Programming - - By Kevin Yank

Full Feeds Financially Fruitful For Now

Like most online publishers, SitePoint has feeds (RSS and other formats) for most of its content. Also like most online publishers, SitePoint has struggled with the choice of how much content to put into its feeds: headlines only, summaries, snippets or the full content of each item. At the end of the day, we have chosen to strike a compromise, with our blog feeds offering full content while our other feeds (articles, forums, etc.) offer more limited content.

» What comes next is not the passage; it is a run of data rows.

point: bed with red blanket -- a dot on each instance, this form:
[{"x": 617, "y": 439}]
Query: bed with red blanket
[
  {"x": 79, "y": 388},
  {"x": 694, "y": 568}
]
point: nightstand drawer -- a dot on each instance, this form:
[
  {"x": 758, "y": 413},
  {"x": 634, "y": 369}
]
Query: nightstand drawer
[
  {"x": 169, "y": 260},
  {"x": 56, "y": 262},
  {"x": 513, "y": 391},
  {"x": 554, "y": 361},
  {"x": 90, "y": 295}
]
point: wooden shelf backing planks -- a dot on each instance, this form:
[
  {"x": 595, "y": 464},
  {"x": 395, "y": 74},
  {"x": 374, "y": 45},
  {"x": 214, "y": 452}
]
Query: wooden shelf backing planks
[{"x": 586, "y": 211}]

Robert Scoble today spelled out the advantages of full-content feeds. His argument goes like this:

For the moment, and for the foreseeable future, the users of RSS aggregators are the power users, journalists and other information addicts of the world. These people don’t generally click on ads unless they are very, very targetted. So if your revenue comes from advertising, you’re not actually missing out on any significant revenue by providing full content feeds that allow these readers to bypass the advertising on your site. Putting ads in your feeds doesn’t generally work for the same reason.

Taking the cynical view, if these readers aren’t clicking on ads, why should you even want to cater for them? Because they generate traffic for you, that’s why. The same power users who use RSS aggregators also make use of social bookmarking services like del.icio.us, post links on sites like digg, or even editorialize on their own blogs. All of these activities put links to your site in front of the masses of people who do respond to advertising.

In short, make it easy for the information-addicted power users of the world to access your content through their feed readers, and you’ll be buying yourself lots of targetted, click-happy traffic.

The utopian view is that feed readers are moving towards mainstream adoption, and the day that happens this argument will no longer stand up. But Scoble thinks–and I agree–that day is still several years away.